Rights groups pull no punches over Indonesian prisons

Rights groups pull no punches over Indonesian prisons
Burned-out cells at a prison in Tangerang, Indonesia, after a fire in September 2021. Photo: UCAN/Law and Human Rights Ministry

JAKARTA (UCAN): “We must acknowledge honestly that torture has become part of a culture in prisons across Indonesia,” Petrus Selestinus, a Catholic and chairperson of a lawyers’ group, said on April 20 in the wake of a report by several rights groups, sent to the United Nations special rapporteur on torture and other cruel, inhuman or degrading treatment or punishment, which was made public on April 18.

Selestinus said that Law and Human Rights minister, Yasonna Laoly, needs to address what is contained in the report and not ignore it.

Rights groups have called on the UN to pressure the Indonesian government into overhauling a prison system they say is so poor that it abuses the rights of inmates.

The groups, including the Legal Aid Foundation and Imparsial, represent the families of seven prisoners who died in a September 2021 fire at a prison in Tangerang, near Jakarta, killing 49 inmates. Those in charge of the prison are on trial for negligence in connection with the blaze.

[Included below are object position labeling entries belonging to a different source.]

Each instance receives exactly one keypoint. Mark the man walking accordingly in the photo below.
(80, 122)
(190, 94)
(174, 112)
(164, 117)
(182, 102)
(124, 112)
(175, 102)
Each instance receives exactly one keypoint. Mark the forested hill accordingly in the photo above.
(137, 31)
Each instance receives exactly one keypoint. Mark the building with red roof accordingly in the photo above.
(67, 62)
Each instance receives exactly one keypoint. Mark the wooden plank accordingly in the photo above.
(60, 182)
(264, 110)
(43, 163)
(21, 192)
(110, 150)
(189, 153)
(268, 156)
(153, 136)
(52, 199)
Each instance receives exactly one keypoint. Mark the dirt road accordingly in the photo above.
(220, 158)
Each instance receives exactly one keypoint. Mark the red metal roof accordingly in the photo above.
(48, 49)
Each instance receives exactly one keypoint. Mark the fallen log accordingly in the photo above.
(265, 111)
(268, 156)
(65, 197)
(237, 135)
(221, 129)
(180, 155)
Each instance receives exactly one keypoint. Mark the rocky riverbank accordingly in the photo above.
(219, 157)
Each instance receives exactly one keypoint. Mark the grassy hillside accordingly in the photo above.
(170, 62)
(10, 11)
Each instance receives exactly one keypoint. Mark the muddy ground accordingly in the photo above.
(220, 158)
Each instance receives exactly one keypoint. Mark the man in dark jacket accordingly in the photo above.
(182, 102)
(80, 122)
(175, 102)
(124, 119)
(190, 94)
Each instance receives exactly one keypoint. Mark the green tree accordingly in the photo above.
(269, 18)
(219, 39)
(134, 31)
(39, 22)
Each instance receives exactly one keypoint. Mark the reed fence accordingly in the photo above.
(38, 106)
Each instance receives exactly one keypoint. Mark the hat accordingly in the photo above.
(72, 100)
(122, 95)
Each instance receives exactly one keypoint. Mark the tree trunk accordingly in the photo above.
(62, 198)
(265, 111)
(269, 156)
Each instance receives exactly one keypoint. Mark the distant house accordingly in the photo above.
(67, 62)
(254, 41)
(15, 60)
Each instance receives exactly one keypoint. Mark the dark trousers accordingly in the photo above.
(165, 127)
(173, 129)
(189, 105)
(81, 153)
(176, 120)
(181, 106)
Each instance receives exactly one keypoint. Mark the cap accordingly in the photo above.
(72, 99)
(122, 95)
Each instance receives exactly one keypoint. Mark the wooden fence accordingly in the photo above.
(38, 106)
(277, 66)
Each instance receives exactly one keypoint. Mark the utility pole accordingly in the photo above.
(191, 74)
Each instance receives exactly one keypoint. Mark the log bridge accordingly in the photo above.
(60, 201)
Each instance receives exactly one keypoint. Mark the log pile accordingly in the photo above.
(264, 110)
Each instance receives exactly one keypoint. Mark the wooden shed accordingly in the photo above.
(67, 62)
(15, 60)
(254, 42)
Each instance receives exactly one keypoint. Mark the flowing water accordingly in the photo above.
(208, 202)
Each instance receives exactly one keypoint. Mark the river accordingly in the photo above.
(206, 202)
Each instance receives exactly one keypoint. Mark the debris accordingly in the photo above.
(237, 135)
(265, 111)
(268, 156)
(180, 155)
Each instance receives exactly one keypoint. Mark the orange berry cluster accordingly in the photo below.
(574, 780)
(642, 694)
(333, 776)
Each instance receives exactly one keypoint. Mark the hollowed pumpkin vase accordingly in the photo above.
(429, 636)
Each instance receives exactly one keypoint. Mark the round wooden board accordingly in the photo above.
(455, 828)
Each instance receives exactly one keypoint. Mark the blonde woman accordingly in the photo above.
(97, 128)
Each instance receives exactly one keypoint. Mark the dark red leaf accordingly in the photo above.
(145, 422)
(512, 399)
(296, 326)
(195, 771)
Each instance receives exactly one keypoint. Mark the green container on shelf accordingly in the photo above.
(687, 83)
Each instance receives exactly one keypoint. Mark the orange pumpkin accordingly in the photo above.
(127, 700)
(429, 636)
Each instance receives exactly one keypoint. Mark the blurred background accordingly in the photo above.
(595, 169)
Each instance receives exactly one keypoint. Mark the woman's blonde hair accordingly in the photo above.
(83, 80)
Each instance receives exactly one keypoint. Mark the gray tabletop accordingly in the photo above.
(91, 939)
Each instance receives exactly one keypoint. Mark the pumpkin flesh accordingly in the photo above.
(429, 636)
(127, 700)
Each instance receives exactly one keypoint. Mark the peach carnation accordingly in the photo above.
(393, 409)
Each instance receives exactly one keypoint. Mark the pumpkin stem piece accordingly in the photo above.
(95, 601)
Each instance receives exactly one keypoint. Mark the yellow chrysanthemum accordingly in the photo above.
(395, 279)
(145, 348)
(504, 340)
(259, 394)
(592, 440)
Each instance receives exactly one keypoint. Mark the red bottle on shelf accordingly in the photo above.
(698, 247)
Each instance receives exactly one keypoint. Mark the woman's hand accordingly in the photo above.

Fadhil Alfatan, the groups’ coordinator, said that the fire, where many of the prisoners who died were found still locked in their cells, was a gross human rights violation, as was the torture of inmates and overcrowding in prisons across the country.

Instead of receiving understanding, the Tangerang families were threatened by officials from the Law and Human Rights Ministry when they reported the fire case to the National Commission and Human Rights

Fadhil Alfatan

According to the Law and Human Rights Ministry, about 252,400 inmates in Indonesia are crammed into a prison system that only has the capacity to house 135,700. 

Indonesia has 525 prisons, of which 404 are hugely overcrowded, according to Alfatan.

“The Indonesian government needs to seriously commit to making improvements in prisons, not only in Tangerang but also across Indonesia,” he said.

He said his group had outlined to the UN special rapporteur how the prison system was plagued by overcrowding, an insufficient number of warders, torture and general bad management.

“The fire was caused by the bad system and we want to ensure justice for the victims’ families and improve the prison system,” Alfatan said.

“Instead of receiving understanding, the Tangerang families were threatened by officials from the Law and Human Rights Ministry when they reported the fire case to the National Commission and Human Rights,” he said, stressing that prison management must be reformed and inmates’ rights respected and this is the responsibility of the Law and Human Rights Ministry.

“Inhuman treatment and punishment aren’t in line with international laws,” Alfatan said.

In one case in March 2019, Indonesian prison authorities came under fire from rights groups after a video emerged in which a group of shackled Indonesian prisoners were filmed crawling, shuffling and being dragged across gravel by prison guards as they were being transferred between prisons in Bali.